Doit-on y mettre le permis de conduire, les assurances obligatoires? Mais pourquoi donc reste-t-il celui d’une ménagère et non du ménage? Fainéantise de la langue? Manque de ­vigilance?  
Cette expression bien ancrée dans notre quotidien est peut-être tout simplement le reflet d’une malheureuse réalité. Ce sont bel et bien les femmes qui s’attèlent aujourd’hui encore à la gestion des dépenses de la famille. On les voit avec brio jongler entre les ­enfants, leur carrière et l’harmonie du foyer. On les admire, on les ­encense, alors qu’elles s’épuisent à maintenir cette famille nucléaire. La fameuse «charge mentale», ­arnaque féministe du 20e siècle. Là où l’émancipation de la femme ­devait nous libérer, nous voilà asservies par cette triangulation ­maman, carrière et bien tenir sa maison. Ce que sous-entend cette expression patriarcale du panier de la ménagère, c’est une ­invitation à rester une bonne maîtresse de maison.
Qu’en est-il lorsque, dans le fracas d’un divorce, on se retrouve mère célibataire – ­c’est-à-dire, dans notre société, première victime de la pré­carité? Comment, alors, rester cohérente dans son féminisme? Comment, dans sa colère, ne pas céder à la tentation de faire payer, de saigner celui dont le seul rôle consistait à être un bon père de famille?
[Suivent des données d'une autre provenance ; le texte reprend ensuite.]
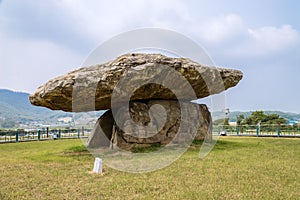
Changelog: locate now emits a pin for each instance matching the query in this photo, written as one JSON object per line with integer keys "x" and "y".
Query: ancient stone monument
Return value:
{"x": 171, "y": 83}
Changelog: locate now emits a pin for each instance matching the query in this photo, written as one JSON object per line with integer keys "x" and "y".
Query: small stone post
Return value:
{"x": 98, "y": 166}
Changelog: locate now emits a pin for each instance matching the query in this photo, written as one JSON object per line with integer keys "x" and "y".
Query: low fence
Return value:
{"x": 22, "y": 135}
{"x": 259, "y": 130}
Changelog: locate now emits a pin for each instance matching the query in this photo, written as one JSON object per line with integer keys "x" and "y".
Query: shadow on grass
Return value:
{"x": 76, "y": 151}
{"x": 234, "y": 145}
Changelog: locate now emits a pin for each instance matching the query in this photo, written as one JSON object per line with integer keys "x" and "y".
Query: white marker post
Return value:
{"x": 98, "y": 166}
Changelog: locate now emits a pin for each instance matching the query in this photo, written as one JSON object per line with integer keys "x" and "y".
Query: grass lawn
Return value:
{"x": 237, "y": 168}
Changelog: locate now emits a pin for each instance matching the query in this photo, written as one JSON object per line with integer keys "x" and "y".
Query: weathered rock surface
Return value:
{"x": 76, "y": 90}
{"x": 107, "y": 133}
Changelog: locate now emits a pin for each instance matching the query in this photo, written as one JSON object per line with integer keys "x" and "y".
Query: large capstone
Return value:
{"x": 177, "y": 129}
{"x": 91, "y": 88}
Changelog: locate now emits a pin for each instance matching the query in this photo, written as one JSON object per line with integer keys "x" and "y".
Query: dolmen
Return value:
{"x": 148, "y": 99}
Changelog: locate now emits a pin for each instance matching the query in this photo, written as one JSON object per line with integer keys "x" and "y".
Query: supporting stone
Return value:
{"x": 107, "y": 133}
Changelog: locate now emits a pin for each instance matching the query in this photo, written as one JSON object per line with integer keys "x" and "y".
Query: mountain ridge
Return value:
{"x": 15, "y": 106}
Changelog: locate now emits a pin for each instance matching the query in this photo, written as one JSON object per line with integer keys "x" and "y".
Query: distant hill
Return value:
{"x": 233, "y": 115}
{"x": 15, "y": 108}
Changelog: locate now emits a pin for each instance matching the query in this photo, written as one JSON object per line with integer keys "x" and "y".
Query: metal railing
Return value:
{"x": 46, "y": 134}
{"x": 259, "y": 130}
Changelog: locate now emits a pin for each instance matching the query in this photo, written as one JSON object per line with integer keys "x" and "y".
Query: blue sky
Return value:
{"x": 40, "y": 40}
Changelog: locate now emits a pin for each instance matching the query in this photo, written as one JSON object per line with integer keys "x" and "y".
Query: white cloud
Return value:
{"x": 270, "y": 38}
{"x": 26, "y": 64}
{"x": 221, "y": 29}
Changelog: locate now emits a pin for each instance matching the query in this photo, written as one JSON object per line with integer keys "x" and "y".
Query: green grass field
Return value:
{"x": 237, "y": 168}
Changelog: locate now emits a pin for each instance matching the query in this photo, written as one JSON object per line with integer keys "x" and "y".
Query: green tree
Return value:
{"x": 239, "y": 119}
{"x": 260, "y": 117}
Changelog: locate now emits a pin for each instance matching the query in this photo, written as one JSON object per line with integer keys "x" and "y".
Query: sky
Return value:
{"x": 40, "y": 40}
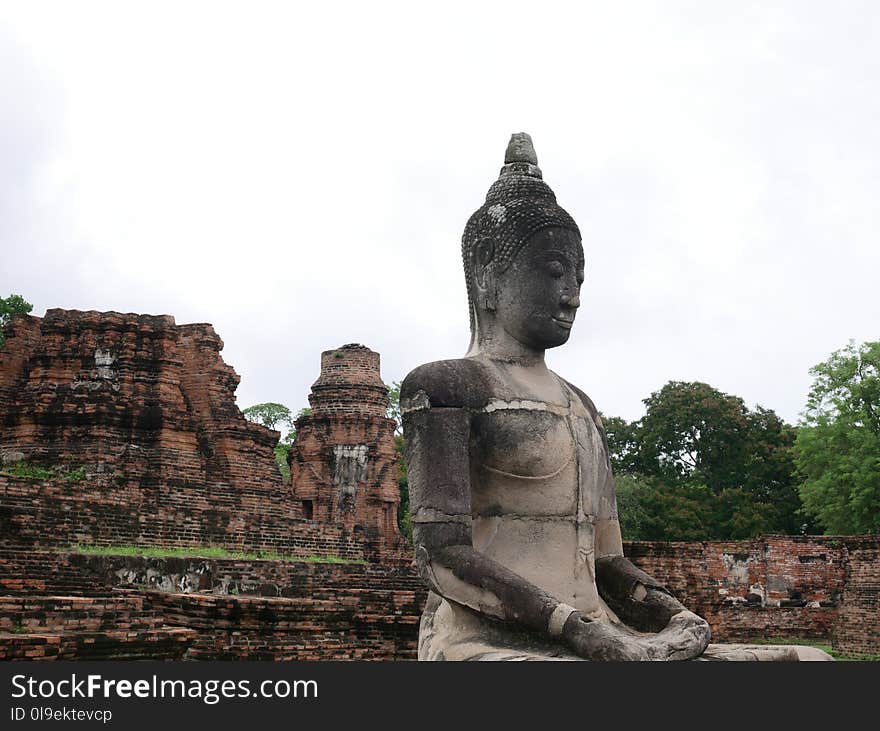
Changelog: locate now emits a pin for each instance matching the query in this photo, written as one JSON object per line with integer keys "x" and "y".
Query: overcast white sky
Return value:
{"x": 299, "y": 175}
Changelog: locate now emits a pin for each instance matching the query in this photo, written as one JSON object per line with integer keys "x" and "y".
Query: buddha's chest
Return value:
{"x": 533, "y": 458}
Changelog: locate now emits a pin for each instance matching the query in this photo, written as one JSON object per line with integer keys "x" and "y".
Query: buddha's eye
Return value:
{"x": 555, "y": 268}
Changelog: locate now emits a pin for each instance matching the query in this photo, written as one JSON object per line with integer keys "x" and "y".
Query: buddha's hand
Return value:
{"x": 683, "y": 638}
{"x": 594, "y": 640}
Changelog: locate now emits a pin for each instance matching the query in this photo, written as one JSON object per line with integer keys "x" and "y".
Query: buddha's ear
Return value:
{"x": 482, "y": 256}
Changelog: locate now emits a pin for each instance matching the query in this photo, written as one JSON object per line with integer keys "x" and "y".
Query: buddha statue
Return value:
{"x": 514, "y": 517}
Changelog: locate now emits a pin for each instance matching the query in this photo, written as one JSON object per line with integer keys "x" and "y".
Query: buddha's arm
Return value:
{"x": 439, "y": 483}
{"x": 639, "y": 599}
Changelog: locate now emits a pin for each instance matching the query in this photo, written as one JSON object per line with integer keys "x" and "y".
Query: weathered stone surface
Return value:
{"x": 515, "y": 519}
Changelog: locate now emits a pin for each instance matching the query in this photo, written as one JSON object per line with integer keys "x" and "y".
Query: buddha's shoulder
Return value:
{"x": 460, "y": 382}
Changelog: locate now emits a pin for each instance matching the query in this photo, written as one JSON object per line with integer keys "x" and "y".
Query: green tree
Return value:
{"x": 693, "y": 432}
{"x": 623, "y": 443}
{"x": 838, "y": 444}
{"x": 393, "y": 411}
{"x": 270, "y": 415}
{"x": 14, "y": 304}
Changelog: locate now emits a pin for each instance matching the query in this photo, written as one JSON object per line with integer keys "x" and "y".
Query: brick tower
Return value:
{"x": 343, "y": 465}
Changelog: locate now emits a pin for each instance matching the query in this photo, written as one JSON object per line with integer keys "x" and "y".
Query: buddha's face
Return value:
{"x": 539, "y": 292}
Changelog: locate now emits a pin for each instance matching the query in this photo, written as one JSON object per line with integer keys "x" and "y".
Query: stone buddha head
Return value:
{"x": 523, "y": 259}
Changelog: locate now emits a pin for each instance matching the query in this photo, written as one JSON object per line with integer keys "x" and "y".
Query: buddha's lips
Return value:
{"x": 563, "y": 322}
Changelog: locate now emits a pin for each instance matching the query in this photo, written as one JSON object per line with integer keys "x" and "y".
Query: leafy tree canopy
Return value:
{"x": 270, "y": 415}
{"x": 700, "y": 465}
{"x": 838, "y": 444}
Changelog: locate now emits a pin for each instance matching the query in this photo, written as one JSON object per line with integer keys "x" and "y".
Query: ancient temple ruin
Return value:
{"x": 343, "y": 464}
{"x": 121, "y": 429}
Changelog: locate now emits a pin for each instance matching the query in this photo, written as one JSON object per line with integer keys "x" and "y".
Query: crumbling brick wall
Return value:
{"x": 138, "y": 415}
{"x": 769, "y": 587}
{"x": 858, "y": 626}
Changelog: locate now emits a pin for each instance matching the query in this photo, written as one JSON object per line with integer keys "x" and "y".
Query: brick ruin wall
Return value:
{"x": 141, "y": 414}
{"x": 823, "y": 589}
{"x": 73, "y": 606}
{"x": 343, "y": 464}
{"x": 145, "y": 410}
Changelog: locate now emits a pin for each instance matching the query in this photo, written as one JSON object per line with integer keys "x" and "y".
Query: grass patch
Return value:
{"x": 203, "y": 552}
{"x": 836, "y": 654}
{"x": 30, "y": 471}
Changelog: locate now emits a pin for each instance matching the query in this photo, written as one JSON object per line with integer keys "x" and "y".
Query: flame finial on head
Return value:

J’avoue avec honte, certaines fins de mois difficiles, fantasmer sur l’image de la femme-enfant, cette vraie femme au foyer entretenue, sans plan de carrière. J’avoue alors regarder dans la rue et chercher où pourrait bien être ce valeureux mâle alpha, dressé pour épanouir sa virilité dans l’acte de m’entretenir, moi et ma progéniture.
J’en étais à ces réflexions, face à mon avocat, le voyant transpirer et se concentrer sur le calcul de la pension alimentaire censée entretenir mes enfants à la suite de mon divorce. Le pauvre, assailli par ma logorrhée féministe, se débattait avec sa calculatrice.

Lorsque soudain, je lui dis:
Je ne veux pas de pension ­alimentaire. Je ne veux pas de l’argent du patriarcat.
Blême, mais patient, mon avocat découragé me rétorque:
Madame, vous tuez mon métier.
Dans un sourire libéré, comme peut l’être un sourire né d’une pensée lucide, j’assène:
Tant pis, si c’est le prix à payer.

Je préfère me battre pour l’égalité des salaires que pour une obli­gation d’entretien de l’ex-conjoint. Car, tout comme le panier de la ­ménagère, ce type de calcul de la pension alimentaire révèle ­surtout un système paternaliste.